Boosting algorithms, such as AdaBoost, combine multiple ‘weak’ classifiers to form a single stronger classifier. Although in theory boosting should be possible with any base classifier, in practice it seems that tree-based classifiers are the most common.
Why is this? What properties of tree classifiers make them best suited for this task? Are there any other base classifiers which also benefit a lot from boosting? I ask with classification problems in mind, but I would also be interested in answers concerning regression applications.
I’m pretty sure you’re correct and that there’s no reason that necessarily requires using decision trees instead of other classifiers. That said, I think there are a few reasons they’re often used. Speed is one factor: Boosting may require training a lot of classifiers. If each one is a giant, multi-layer neural network, the whole procedure is going to be very slow.
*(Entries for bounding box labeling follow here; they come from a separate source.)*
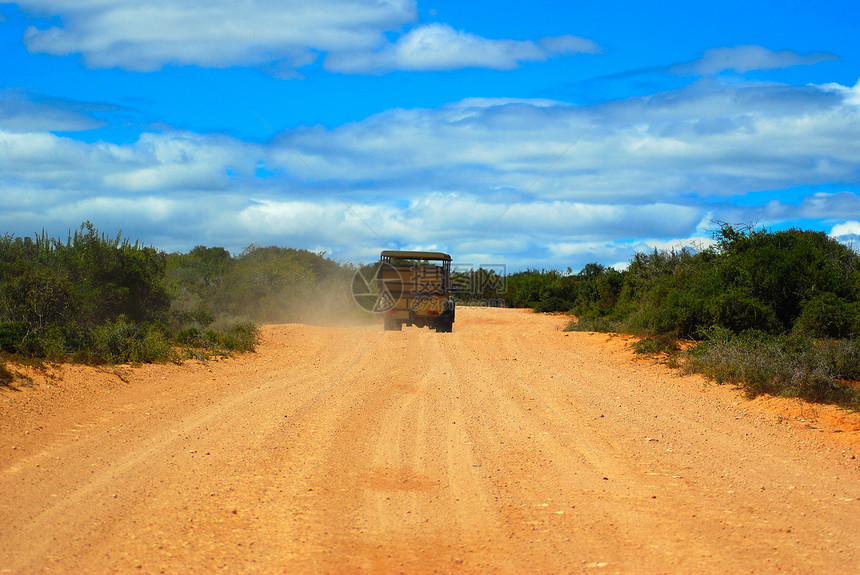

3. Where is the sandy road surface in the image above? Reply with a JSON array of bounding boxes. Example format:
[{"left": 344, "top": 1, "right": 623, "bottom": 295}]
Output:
[{"left": 0, "top": 309, "right": 860, "bottom": 573}]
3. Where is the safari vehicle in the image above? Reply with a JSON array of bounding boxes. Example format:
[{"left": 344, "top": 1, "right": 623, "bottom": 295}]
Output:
[{"left": 377, "top": 250, "right": 454, "bottom": 332}]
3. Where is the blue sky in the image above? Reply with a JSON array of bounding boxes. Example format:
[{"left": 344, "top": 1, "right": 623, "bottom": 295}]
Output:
[{"left": 0, "top": 0, "right": 860, "bottom": 270}]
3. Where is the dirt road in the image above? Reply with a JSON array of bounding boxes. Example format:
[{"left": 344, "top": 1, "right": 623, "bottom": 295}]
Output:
[{"left": 0, "top": 309, "right": 860, "bottom": 573}]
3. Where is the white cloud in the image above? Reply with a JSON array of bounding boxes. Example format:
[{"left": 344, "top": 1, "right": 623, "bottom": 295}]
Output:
[
  {"left": 17, "top": 0, "right": 598, "bottom": 77},
  {"left": 17, "top": 0, "right": 416, "bottom": 71},
  {"left": 0, "top": 76, "right": 860, "bottom": 267},
  {"left": 325, "top": 24, "right": 597, "bottom": 73}
]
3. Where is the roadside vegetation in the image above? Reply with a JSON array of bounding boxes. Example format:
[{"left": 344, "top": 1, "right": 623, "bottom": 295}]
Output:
[
  {"left": 504, "top": 225, "right": 860, "bottom": 409},
  {"left": 0, "top": 222, "right": 360, "bottom": 374}
]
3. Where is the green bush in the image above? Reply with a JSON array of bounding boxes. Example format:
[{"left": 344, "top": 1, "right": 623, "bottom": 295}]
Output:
[
  {"left": 686, "top": 329, "right": 860, "bottom": 409},
  {"left": 793, "top": 292, "right": 860, "bottom": 338},
  {"left": 90, "top": 317, "right": 176, "bottom": 363}
]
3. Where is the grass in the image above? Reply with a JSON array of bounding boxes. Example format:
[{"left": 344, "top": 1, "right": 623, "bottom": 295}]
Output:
[{"left": 564, "top": 317, "right": 624, "bottom": 333}]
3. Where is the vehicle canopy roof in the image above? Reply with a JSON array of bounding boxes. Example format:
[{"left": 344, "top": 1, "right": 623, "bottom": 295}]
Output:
[{"left": 379, "top": 250, "right": 451, "bottom": 262}]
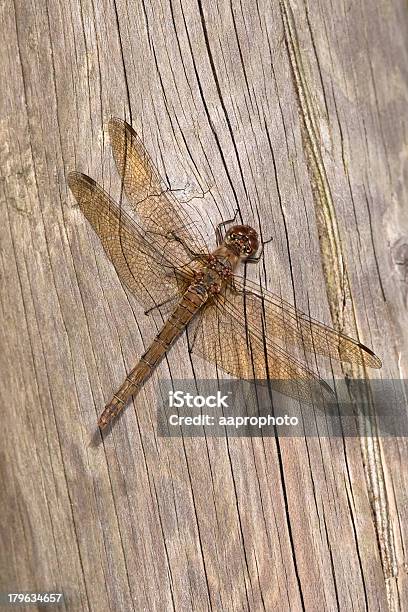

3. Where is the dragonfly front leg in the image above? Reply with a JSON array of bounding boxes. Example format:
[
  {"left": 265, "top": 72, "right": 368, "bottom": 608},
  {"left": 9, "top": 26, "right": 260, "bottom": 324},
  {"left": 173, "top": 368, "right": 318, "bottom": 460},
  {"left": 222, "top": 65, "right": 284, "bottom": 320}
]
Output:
[{"left": 215, "top": 208, "right": 239, "bottom": 246}]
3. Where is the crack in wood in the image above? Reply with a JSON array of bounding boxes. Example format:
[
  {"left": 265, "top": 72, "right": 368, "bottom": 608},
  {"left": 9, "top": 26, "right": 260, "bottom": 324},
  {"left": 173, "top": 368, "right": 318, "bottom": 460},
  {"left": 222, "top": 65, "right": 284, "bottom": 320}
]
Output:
[{"left": 280, "top": 0, "right": 398, "bottom": 609}]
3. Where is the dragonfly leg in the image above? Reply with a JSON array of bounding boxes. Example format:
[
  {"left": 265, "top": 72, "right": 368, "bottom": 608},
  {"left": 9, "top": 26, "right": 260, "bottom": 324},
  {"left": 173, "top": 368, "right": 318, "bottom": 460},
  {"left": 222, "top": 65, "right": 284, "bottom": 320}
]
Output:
[
  {"left": 244, "top": 238, "right": 273, "bottom": 264},
  {"left": 215, "top": 208, "right": 239, "bottom": 246},
  {"left": 144, "top": 293, "right": 180, "bottom": 315}
]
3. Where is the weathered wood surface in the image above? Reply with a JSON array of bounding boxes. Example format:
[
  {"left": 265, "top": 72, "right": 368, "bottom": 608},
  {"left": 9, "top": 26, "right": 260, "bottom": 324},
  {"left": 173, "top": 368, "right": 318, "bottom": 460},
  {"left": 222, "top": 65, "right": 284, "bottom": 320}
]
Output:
[{"left": 0, "top": 0, "right": 408, "bottom": 612}]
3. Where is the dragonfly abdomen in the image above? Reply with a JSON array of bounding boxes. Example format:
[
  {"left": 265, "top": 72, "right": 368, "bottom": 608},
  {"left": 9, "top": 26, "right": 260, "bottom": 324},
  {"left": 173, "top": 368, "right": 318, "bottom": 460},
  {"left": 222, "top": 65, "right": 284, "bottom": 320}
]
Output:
[{"left": 98, "top": 283, "right": 208, "bottom": 429}]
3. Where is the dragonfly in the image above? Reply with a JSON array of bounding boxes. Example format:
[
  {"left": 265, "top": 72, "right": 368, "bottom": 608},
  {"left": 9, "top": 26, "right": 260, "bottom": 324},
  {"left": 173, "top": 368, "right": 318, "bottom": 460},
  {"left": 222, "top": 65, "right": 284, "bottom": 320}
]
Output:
[{"left": 68, "top": 118, "right": 381, "bottom": 430}]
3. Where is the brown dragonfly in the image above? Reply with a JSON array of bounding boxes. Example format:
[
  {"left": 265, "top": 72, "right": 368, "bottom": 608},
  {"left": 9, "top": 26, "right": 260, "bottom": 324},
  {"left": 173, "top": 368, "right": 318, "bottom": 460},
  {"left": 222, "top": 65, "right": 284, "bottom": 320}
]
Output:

More importantly, I think decision trees are “good enough.” Since the whole idea behind boosting is pooling weak classifiers, there’s not a huge incentive to drop in a heavy-weight solutions that might require more tuning (e.g., fiddling with the hyperparameters and kernel for SVMs).
Finally, boosting and decision trees are, at least in my head, somewhat conceptually similar (e.g., add a node/build a new classifier). A lot of the ensemble learning stuff seems to use trees. I think you could have a “random forest” of Naive Bayes learners if you really wanted to.